Pratiquer l’art de la gentillesse: un livre de Piero Ferrucci

Alors même que les râleurs et les chroniqueurs d’humeur ont la cote, il semble que la gentillesse revient au goût du jour. Ainsi, en 2008, un prestigieux cancérologue suédois, Stefan Einhorn, a publié  L’art d’être bon (Édition Belfond, Collection L’esprit d’ouverture) qui s’est retrouvé dans les classements de meilleures ventes en France (un best-seller vendu à 200 000 exemplaires en Suède et traduit dans quinze pays). Cet ouvrage a déjà séduit plusieurs centaines de milliers de personnes avec son slogan Osez la gentillesse ! Un livre dans lequel l’auteur démontre que la bonté envers les autres, loin d’être un signe de faiblesse, est la clef d’une vie réussie. Il y rapporte plusieurs études scientifiques pour appuyer ses dires et parle de la nécessité urgente de la bonté, de l’empathie, du courage comme un nouvel art de vivre.

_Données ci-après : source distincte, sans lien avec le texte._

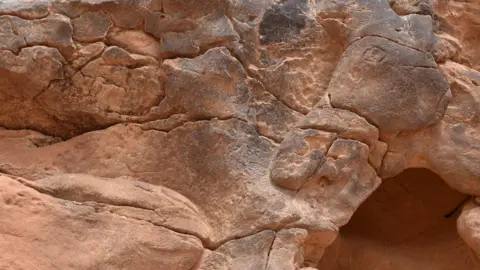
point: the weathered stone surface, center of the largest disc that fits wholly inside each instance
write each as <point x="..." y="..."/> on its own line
<point x="220" y="90"/>
<point x="130" y="198"/>
<point x="54" y="30"/>
<point x="251" y="252"/>
<point x="347" y="125"/>
<point x="26" y="9"/>
<point x="460" y="20"/>
<point x="468" y="226"/>
<point x="65" y="234"/>
<point x="408" y="79"/>
<point x="241" y="134"/>
<point x="135" y="41"/>
<point x="301" y="153"/>
<point x="30" y="72"/>
<point x="287" y="250"/>
<point x="91" y="26"/>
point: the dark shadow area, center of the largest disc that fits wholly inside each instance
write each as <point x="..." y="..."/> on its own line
<point x="403" y="226"/>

J’ai lu aussi avec beaucoup d’intérêt L’art de la gentillesse du philosophe et psychologue Piero Ferrucci qui a travaillé étroitement avec Roberto Assagioli en psychosynthèse. Comme le 13 novembre, c’est la Journée mondiale de la gentillesse (The World Kindness Day), je profite de l’occasion pour vous parler brièvement de ce livre paru en 2007 (Robert Laffont, Collection Réponses) et préfacé par sa Sainteté le dalaî-lama pour qui « il est clair (…) que notre survie, même encore aujourd’hui, dépend des actes et de la gentillesse d’un grand nombre de personnes. »

L’art de la gentillesse

Piero Ferrucci rapporte, lui aussi, de nombreuses recherches scientifiques qui montrent que « les personnes gentilles sont plus populaires et plus productives que les autres; elles ont plus de succès dans les affaires; elles se sentent plus heureuses; elles ont une meilleure qualité de vie, et elles se révèlent finalement être plus fortes. » (pp. 12-13). Mais selon l’auteur, si les recherches qui nous montrent les bénéfices à tirer de la gentillesse nous aident à comprendre qui nous sommes et comment nous sommes faits, elles s’avères « inutiles comme élément moteur, puisque le seul véritable moteur de la gentillesse ne peut être que le désir de venir en aide aux autres, la joie de se montrer généreux et de participer à la vie des autres. » (p. 14).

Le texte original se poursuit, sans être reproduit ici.